| CITATION | [1953] 1 All ER 779 |
| DATE OF JUDGEMENT | 23rd February 1953 |
| CASE NUMBER | 1952 M. No. 2170 |
| BENCH | Harman J. |
FACTS OF THE CASE
The accused intended to launch and run a commercial and fashion photography business. For this reason, he signed a 7-year lease for £400 per year on a property in Shepherd’s Market, which served as the location for carrying on business. The defendant also owned the furniture and studio equipment. The business was founded by the defendant. He hired others to work for him because he lacked the necessary skills. The defendant asked the plaintiff to join him in business in January 1950. At the time, the plaintiff was a well-known commercial photographer who worked as a freelancer. He initially worked part-time in the defendant’s studio before beginning to do so regularly in April 1950. He significantly improved the company’s reputation and connections. Both introduced various drawbacks. There were just two stipulations of the partnership that had been agreed upon:
- Profits were to be distributed equitably to all.
- The plaintiff will receive £125 each month as his profit-sharing payment.
Both parties desired to formally recognise their partnership, so the plaintiff spoke with his solicitors, who then wrote the defendant on his behalf. There was no additional agreement between the parties, but they discussed operating the business as a limited corporation. Following a dispute between the parties, the partnership was dissolved in May 1952. After the dissolution, the dispute was majorly around the property or the land of the company which the defendant claimed to be only his and not that of the firm to raise the question of division of it.
ISSUES BEFORE THE COURT
- Whether there was a partnership.
- If there was a partnership, what were the assets of the partnership?
JUDGEMENT OF THE CASE
The judge noted that the two parties did form a partnership and that the only provision that had been agreed upon was the equal division of earnings. Regarding what the partnership’s assets were, the court was asked a question. As was expected, the partnership’s stock in trade, such as films and negatives, were brought in as assets and were consequently assets of the same. The lease, as well as the furnishings and other items brought in by the defendant, was determined by the court to be his personal property.
The judge noted that only the negatives provided by both parties had been added to the partnership’s assets, and either party may remove their own negatives if they so choose. Regarding the negatives, the judge ruled that the negatives of images that had been used up throughout the partnership’s operations were an asset that belonged to the organisation.

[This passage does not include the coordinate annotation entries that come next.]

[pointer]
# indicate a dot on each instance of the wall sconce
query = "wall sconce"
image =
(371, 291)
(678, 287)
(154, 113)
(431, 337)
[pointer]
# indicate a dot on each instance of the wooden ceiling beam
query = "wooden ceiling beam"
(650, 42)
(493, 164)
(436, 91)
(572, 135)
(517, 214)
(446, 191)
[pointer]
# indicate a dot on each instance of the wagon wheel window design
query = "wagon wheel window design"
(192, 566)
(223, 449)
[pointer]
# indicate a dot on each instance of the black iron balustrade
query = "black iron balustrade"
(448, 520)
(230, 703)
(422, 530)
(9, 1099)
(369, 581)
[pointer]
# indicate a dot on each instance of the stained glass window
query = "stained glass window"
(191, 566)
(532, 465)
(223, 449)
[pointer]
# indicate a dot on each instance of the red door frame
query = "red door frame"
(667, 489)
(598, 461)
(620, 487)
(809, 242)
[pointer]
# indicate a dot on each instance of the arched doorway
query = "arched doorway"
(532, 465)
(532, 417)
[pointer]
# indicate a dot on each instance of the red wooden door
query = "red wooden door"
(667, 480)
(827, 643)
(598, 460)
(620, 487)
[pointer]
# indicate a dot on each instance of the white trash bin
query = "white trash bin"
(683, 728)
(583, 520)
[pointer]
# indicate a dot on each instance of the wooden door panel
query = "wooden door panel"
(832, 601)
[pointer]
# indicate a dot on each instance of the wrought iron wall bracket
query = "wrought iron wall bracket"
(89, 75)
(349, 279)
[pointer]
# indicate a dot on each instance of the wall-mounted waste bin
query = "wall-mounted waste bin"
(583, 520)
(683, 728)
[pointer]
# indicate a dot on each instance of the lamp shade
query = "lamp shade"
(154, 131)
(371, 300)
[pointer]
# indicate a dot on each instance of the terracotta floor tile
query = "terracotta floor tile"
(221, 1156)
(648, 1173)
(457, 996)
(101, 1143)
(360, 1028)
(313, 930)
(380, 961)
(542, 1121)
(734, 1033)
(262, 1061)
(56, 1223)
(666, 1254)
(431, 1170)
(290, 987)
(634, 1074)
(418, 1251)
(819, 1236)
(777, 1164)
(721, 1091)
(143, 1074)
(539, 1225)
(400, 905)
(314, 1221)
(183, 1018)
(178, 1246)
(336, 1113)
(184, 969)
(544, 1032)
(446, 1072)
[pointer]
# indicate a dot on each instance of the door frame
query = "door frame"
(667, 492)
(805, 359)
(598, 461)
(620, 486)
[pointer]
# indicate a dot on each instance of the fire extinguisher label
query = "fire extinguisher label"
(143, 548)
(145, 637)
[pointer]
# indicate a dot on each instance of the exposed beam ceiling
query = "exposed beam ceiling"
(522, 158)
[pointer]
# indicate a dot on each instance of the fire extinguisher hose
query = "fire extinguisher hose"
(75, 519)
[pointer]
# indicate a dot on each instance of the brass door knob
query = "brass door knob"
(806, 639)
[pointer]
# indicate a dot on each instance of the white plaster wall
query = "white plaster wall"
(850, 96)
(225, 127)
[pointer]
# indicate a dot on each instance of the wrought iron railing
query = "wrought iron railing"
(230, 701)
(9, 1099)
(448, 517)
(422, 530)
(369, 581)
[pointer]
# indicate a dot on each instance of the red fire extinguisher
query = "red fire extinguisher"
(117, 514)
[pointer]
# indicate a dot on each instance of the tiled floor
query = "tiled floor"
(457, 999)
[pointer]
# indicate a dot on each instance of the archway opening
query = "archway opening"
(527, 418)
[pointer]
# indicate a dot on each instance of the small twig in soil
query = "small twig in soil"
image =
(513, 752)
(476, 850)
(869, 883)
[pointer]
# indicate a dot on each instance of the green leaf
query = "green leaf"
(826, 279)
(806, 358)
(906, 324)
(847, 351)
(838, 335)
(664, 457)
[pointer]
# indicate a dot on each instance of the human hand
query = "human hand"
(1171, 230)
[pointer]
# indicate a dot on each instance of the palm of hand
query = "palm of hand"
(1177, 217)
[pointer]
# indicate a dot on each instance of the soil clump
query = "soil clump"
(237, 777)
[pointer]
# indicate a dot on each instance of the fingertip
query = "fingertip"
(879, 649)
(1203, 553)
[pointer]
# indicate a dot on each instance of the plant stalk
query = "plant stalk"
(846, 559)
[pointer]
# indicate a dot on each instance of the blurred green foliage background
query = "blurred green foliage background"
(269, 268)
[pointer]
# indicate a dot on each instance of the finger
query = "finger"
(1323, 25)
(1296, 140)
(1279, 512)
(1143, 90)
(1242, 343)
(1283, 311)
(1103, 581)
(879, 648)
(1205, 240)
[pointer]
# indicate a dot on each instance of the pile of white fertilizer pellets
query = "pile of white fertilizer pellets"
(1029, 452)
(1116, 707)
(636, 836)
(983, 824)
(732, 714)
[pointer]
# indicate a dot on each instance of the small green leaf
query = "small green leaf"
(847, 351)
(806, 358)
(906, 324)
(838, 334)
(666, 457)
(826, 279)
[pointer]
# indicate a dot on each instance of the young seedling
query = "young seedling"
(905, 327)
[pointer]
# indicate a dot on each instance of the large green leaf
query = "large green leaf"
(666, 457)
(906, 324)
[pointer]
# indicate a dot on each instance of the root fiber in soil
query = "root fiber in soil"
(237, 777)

None of the partnership assets may include either party’s goodwill. He gave this explanation because, even though the parties discussed doing so, nothing was ever finalised, and as a result, goodwill cannot be considered an asset of the partnership. As a result, now that the partners are no longer together, they will each maintain their own individual connections. The judge ruled that only agreements necessary for the operation of the business may be impliedly agreed to by the parties.
ANALYSIS OF THE JUDGEMENT
The studio name, or the goodwill that has been attached to it (although I should have thought it was probably small), and the images insofar as they collected throughout the two years the partnership was in existence are the only partnership assets that are still in existence, in my opinion. The plaintiff will undoubtedly lose his own connection and his own clientele now that the parties have broken up, while the defendant is likely to keep his. It could be advantageous for him to be allowed to keep the leasehold property, but since he already owned them and did not agree to assign them or sublet them, that is the unavoidable outcome of the parties’ inability to reach a more suitable agreement.
The assumption that the stock-in-trade, such as stocks of film, was put into the pool and cannot be taken out again but must become a part of the partnership assets, even though there was no subsequent agreement, must stand. That is undisputed. But there are still more crucial things to consider. The lease is the first, and the $2000-or-more plaint is the second. The plaintiff’s attorney asserts with force that because the plaintiff entered the company on the basis that these two classes of assets were brought in as part of the assets of the intended association, it would be unfair to deny him a share of those assets at this time. On the other hand, it is claimed that no further agreement between the parties is required; all that is required is to assert that everything that belonged to one of them at the start of the partnership remained his or her property at the end, and that the law will not create any fictitious agreement between the parties since it has been established as a fact that there was none. I believe that the only safe course of action is to assume no more agreement between the parties than is absolutely essential to give the events that have occurred business efficacy.
Taking into account all of these considerations, it is accurate to say that the conclusion reached, and the justification provided are sound and exhibit characteristics of sound judgement.